Remmidemmi im Rollstuhl
SO, FRAU SCHNECKENSCHUBER, DA WÄREN WIR.“ Pfleger Lenny schob die vierundachtzigjährige Patientin im Rollstuhl vor die Tür des Luisenhauses.
„Sie müssen nicht schreien, junger Mann, schwerhörig bin ich noch nicht, und ein schweres Mädchen war ich noch nie, wenn Sie verstehen, was ich meine.“ Frau Schneckenschuber zwinkerte dem Pfleger zu. Ihre dritten Zähne verrutschten dabei etwas.
„Stimmt ja, ’tschuldigung, da habe ich etwas verwechselt.“
„Bei all den Damen, die Sie hier glücklich machen, kann das schon mal vorkommen!“ Die Alte kicherte.

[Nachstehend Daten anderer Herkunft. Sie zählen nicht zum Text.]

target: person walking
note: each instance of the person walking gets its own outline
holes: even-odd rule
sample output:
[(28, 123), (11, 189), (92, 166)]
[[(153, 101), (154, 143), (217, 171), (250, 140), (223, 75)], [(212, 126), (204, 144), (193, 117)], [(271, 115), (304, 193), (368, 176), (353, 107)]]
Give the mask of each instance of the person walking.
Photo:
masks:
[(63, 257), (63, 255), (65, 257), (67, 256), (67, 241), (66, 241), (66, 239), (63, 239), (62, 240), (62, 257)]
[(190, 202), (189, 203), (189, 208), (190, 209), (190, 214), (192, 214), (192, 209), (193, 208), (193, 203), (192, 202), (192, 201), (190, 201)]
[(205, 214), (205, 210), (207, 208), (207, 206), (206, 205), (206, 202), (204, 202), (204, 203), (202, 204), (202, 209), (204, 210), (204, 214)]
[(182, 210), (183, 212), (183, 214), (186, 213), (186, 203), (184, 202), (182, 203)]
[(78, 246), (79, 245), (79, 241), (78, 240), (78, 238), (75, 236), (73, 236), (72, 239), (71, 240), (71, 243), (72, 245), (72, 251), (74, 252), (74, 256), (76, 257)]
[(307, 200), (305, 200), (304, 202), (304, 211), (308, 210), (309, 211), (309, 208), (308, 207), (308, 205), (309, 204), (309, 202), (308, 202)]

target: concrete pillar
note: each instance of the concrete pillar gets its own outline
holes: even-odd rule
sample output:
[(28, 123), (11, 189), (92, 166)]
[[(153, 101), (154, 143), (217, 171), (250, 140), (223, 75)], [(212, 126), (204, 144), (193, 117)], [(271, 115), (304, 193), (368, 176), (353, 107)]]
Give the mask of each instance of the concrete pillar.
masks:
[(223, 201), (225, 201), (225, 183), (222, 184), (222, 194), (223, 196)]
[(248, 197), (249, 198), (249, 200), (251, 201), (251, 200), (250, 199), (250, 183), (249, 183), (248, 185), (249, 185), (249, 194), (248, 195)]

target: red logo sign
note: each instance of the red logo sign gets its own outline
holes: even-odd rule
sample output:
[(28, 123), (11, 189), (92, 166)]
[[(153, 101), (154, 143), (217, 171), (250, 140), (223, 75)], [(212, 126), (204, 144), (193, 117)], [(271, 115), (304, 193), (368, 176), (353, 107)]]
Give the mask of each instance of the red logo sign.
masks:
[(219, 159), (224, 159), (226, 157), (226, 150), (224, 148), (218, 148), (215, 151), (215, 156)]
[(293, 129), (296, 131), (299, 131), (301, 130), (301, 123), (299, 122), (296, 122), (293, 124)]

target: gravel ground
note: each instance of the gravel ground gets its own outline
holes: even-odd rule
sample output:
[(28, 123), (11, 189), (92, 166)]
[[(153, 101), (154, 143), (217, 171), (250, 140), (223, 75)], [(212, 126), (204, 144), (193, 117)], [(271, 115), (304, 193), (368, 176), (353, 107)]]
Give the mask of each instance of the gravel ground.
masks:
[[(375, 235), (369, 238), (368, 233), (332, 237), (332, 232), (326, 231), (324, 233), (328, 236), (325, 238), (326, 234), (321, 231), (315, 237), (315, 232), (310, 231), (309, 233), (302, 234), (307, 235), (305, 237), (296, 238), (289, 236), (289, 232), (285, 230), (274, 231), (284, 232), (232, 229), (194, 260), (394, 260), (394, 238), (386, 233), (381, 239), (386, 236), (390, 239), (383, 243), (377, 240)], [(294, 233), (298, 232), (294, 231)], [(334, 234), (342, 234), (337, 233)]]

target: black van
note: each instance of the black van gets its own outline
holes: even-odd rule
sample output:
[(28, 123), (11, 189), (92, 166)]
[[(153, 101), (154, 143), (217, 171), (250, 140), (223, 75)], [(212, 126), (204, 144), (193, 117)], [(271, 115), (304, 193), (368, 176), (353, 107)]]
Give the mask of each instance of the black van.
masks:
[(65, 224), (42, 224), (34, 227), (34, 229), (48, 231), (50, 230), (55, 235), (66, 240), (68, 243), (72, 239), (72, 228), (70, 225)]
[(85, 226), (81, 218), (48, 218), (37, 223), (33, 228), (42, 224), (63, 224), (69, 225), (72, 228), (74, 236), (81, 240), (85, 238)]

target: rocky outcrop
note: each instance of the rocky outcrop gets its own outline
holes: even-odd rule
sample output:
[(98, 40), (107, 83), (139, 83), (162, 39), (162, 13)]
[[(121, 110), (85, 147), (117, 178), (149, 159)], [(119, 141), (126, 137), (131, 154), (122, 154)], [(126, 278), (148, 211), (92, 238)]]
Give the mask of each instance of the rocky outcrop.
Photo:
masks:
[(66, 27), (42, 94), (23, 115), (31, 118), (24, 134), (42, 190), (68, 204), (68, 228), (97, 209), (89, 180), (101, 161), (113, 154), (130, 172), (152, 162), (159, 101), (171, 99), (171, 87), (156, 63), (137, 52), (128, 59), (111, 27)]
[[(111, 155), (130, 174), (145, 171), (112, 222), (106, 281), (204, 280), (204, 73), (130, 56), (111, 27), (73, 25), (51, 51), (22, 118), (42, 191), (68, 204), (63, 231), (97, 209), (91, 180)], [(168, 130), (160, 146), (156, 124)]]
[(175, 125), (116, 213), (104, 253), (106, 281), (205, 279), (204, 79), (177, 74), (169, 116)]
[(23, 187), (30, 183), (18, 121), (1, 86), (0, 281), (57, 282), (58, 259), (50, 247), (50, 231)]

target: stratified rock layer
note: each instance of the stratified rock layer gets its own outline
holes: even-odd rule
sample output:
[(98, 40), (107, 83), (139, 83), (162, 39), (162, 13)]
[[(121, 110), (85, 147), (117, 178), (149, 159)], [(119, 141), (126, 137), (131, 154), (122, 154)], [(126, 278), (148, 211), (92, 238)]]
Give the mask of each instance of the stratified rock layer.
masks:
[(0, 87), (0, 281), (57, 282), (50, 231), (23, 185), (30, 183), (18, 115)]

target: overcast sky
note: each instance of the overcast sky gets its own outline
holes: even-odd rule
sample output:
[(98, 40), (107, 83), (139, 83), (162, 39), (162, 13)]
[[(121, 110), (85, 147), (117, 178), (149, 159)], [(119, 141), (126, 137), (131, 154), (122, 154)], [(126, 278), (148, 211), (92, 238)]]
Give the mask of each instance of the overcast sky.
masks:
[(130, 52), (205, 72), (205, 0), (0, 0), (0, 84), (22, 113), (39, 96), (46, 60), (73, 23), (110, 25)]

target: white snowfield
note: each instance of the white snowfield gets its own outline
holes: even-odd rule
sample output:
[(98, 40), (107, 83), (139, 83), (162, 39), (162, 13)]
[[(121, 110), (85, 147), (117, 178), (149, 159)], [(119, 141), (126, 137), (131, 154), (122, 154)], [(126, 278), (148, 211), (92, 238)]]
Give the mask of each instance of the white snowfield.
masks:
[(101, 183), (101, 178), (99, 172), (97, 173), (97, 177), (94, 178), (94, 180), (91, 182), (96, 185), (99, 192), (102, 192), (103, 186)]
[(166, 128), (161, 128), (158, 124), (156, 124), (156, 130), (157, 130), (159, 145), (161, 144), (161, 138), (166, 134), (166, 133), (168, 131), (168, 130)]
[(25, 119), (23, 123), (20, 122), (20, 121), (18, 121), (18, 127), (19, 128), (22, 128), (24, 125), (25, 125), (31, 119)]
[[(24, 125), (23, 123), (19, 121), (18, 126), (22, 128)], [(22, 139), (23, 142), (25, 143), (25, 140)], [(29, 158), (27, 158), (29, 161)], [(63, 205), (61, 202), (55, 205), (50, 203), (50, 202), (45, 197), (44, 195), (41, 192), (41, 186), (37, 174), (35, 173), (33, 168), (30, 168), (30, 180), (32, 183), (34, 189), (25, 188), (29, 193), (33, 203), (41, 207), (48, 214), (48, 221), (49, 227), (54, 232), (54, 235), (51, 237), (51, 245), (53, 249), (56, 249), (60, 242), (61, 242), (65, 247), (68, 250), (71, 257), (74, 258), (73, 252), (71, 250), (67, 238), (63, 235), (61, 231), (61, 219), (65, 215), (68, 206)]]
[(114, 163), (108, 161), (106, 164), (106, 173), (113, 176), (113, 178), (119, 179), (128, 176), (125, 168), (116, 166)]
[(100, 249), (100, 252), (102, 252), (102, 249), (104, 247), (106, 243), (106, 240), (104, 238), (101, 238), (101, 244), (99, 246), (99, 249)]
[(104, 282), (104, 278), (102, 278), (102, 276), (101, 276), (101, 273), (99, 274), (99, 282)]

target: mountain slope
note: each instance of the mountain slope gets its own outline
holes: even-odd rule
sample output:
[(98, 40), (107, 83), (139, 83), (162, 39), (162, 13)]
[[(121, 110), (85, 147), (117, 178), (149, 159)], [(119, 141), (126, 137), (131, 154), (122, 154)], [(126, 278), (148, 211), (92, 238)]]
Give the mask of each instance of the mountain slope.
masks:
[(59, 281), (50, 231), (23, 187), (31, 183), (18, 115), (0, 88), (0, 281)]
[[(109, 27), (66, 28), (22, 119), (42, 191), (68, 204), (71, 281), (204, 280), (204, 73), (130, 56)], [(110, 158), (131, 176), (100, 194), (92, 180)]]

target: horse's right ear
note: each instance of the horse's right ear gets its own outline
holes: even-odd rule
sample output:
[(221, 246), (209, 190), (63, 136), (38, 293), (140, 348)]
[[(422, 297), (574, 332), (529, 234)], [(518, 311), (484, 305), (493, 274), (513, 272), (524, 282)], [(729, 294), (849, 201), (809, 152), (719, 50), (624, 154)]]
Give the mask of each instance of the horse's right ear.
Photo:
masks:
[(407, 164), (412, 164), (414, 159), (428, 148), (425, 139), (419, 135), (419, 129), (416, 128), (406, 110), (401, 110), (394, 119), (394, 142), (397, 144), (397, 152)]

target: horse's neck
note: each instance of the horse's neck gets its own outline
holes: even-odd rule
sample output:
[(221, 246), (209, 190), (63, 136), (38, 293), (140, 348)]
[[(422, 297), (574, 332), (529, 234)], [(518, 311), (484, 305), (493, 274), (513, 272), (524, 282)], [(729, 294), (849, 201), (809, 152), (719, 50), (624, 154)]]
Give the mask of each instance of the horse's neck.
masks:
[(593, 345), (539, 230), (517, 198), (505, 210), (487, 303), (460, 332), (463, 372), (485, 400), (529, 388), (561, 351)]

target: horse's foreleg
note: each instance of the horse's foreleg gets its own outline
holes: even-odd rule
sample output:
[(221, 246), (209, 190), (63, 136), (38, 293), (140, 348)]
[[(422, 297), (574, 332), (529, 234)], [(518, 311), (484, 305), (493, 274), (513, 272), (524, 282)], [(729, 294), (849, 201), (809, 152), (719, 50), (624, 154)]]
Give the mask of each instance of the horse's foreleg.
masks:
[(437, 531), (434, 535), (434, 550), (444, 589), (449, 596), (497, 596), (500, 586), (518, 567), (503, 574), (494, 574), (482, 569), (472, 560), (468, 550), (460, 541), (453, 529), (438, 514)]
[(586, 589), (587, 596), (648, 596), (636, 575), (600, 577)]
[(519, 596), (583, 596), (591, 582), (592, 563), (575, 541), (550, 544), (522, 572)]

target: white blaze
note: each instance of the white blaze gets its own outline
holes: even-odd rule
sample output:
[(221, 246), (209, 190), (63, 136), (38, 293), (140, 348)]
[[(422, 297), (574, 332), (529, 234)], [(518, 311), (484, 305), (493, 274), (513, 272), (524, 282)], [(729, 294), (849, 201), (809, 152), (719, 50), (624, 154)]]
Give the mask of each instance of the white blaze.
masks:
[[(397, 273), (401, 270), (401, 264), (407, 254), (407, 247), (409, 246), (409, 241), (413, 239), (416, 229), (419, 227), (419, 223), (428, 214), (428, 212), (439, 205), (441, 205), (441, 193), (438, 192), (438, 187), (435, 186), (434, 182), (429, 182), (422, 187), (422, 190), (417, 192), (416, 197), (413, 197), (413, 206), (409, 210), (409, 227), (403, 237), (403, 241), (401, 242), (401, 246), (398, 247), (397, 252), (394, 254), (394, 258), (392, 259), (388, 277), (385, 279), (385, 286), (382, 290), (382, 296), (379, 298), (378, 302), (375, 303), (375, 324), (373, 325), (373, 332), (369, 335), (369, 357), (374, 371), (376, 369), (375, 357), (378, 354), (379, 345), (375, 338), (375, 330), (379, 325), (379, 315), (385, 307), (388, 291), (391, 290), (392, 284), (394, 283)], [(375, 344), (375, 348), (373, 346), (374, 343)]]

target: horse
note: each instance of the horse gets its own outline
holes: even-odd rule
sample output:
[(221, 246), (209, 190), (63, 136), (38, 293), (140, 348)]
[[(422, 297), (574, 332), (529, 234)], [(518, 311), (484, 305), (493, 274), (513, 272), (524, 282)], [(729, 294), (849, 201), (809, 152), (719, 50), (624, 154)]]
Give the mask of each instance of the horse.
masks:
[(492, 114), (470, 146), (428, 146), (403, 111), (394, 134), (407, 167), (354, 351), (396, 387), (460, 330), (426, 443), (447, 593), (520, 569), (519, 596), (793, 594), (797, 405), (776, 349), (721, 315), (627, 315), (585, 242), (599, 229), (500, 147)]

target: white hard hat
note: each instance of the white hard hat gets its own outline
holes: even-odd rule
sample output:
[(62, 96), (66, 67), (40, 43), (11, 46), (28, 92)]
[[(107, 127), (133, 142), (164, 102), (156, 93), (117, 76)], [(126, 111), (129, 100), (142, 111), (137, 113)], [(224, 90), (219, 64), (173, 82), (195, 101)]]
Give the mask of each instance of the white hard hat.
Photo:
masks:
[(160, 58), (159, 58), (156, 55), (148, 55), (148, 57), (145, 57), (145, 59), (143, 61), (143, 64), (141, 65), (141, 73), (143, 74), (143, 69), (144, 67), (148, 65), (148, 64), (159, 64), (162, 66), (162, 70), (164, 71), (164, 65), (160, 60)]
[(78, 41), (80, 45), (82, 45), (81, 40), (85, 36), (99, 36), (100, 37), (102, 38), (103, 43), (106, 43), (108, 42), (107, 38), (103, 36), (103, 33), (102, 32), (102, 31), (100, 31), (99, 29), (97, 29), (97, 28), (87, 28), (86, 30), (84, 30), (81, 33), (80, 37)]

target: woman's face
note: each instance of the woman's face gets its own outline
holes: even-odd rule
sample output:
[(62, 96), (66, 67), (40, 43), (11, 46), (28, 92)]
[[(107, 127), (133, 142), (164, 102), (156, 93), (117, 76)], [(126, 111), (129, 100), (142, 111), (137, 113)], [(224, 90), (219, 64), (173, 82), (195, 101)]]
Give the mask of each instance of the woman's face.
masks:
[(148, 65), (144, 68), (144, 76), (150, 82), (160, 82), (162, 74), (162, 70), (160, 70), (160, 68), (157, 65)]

„Soll ich Ihnen was verraten, Frau Schneckenschuber?“ Lenny beugte sich zur Patientin, sodass seine langen, sonnengebleichten Haare ihre silbergrauen Haare berührten. „Sie sind mir von allen die Liebste.“ Er zwinkerte.
Frau Schneckenschuber errötete und für einen Moment konnte man trotz ihres hohen Alters wieder das Mädchen erkennen, das sie einst gewesen sein musste. „Na, Sie sind mir ja ein Schelm, mein lieber Scholli!“
„Lenny, ich heiße Lenny, nicht Scholli.“
Frau Schneckenschuber kicherte noch lauter und knuffte Lenny übermütig in die Seite. „Mensch, wir zwei wären ein duftes Paar, was? Wir wüssten, wie man ordentlich Remmidemmi macht!“
„Frau Schneckenschuber, Sie sind mir ja eine! Wir zwei sind doch schon ein duftes Paar. Jeden Abend zuckeln wir zusammen durch den Park.“
Lenny schob die Patientin immer vorm Schlafen eine Runde durch die Parkanlage rund ums Luisenhaus. Frau Schneckenschuber liebte frische Luft vorm Einschlafen. Und alle männlichen Angestellten des Hauses. Ganz besonders aber junge blonde Männer. Früher, als sie noch jung gewesen war, hätte sie sich gerne von eben solchen Männern über die Tanzfläche fegen lassen. Aber damals hatte sie nicht den Mut dazu. Heute traute sie sich alles, aber heute konnte sie nur noch im Sitzen tanzen.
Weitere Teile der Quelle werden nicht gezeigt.